A NASA anunciou que resolveu uma falha técnica que estava afetando o sistema de e-mails da missão Artemis 2, que segue em direção à Lua. O problema, relacionado ao funcionamento incorreto do Microsoft Outlook, foi corrigido remotamente pelo Centro de Controle da Missão, localizado em Houston, no Texas (EUA).
O problema foi relatado pelo comandante da missão, Reid Wiseman, ao perceber que duas instâncias (ou seja, cópias simultâneas) do Microsoft Outlook estavam sendo abertas em seu dispositivo de computação pessoal (PCD), um tablet Microsoft Surface Pro.
De acordo com Robert Frost, instrutor da NASA, aproximadamente 80% dos astronautas optam por sistemas operacionais mais familiares, como o Windows, em vez de plataformas baseadas em Linux ou UNIX.
NASA restaura acesso ao Outlook e estabiliza sistemas da Orion rumo à Lua
Na prática, o erro aconteceu como se o Outlook fosse iniciado duas vezes ao mesmo tempo, provocando um conflito que acabou impedindo o funcionamento das duas versões.

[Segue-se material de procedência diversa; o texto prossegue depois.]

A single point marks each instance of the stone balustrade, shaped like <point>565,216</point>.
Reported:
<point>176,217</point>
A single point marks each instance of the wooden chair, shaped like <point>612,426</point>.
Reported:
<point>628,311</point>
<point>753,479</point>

Diante disso, a tripulação permitiu que técnicos na Terra acessassem o sistema remotamente, utilizando a rede da espaçonave para identificar a causa do problema.
O diretor de voo da Artemis 2, Judd Frieling, destacou que esse tipo de falha não é incomum na Estação Espacial Internacional (ISS). Segundo ele, isso geralmente acontece quando o software tenta se configurar sem estar diretamente conectado à rede.

Para solucionar o problema, a equipe técnica precisou recarregar os arquivos de configuração do Outlook. Esse procedimento funciona como uma espécie de “reinicialização” do aplicativo, fazendo com que ele desconsidere falhas anteriores e volte a operar do zero, preservando a integridade dos dados.
Além disso, as orientações da NASA e da Microsoft recomendam o uso do “modo de segurança” para ajudar na identificação de erros. Esse recurso inicia o programa sem os chamados “add-ins” (extensões que adicionam funções extras ao Outlook), permitindo verificar se algum desses componentes estava causando o travamento.
Durante a investigação, a agência espacial também analisou possíveis conflitos envolvendo um sistema conhecido como “software Optimus”, presente no computador portátil utilizado.
Apesar do contratempo envolvendo o software — e de outros desafios técnicos enfrentados logo após o lançamento no Centro Espacial Kennedy — a missão de dez dias continua dentro do cronograma previsto pela NASA. Neste sábado, 04, que marca o quarto dia de voo, a tripulação segue com atividades planejadas, incluindo verificações dos sistemas da espaçonave, testes de comunicação com a Terra, monitoramento da saúde dos astronautas e preparação para as próximas manobras em direção à órbita lunar.
Além dos dispositivos Surface Pro utilizados para tarefas operacionais e comunicação, os astronautas contam com um conjunto avançado de equipamentos para registrar cada etapa da missão. Entre eles estão câmeras profissionais Nikon D5, encoders de vídeo ZCube, câmeras GoPro e outros sensores de imagem, que permitem capturar fotos e vídeos em alta resolução tanto do interior da cápsula quanto do espaço ao redor.
Esses registros não apenas documentam a missão histórica, mas também são essenciais para análises científicas e técnicas, ajudando engenheiros e especialistas a avaliar o desempenho dos sistemas da Orion em condições reais de voo. Paralelamente, a tripulação também realiza experimentos em microgravidade, coleta dados sobre o comportamento humano no espaço profundo e testa tecnologias que serão fundamentais para futuras missões tripuladas mais longas, como as planejadas para Marte.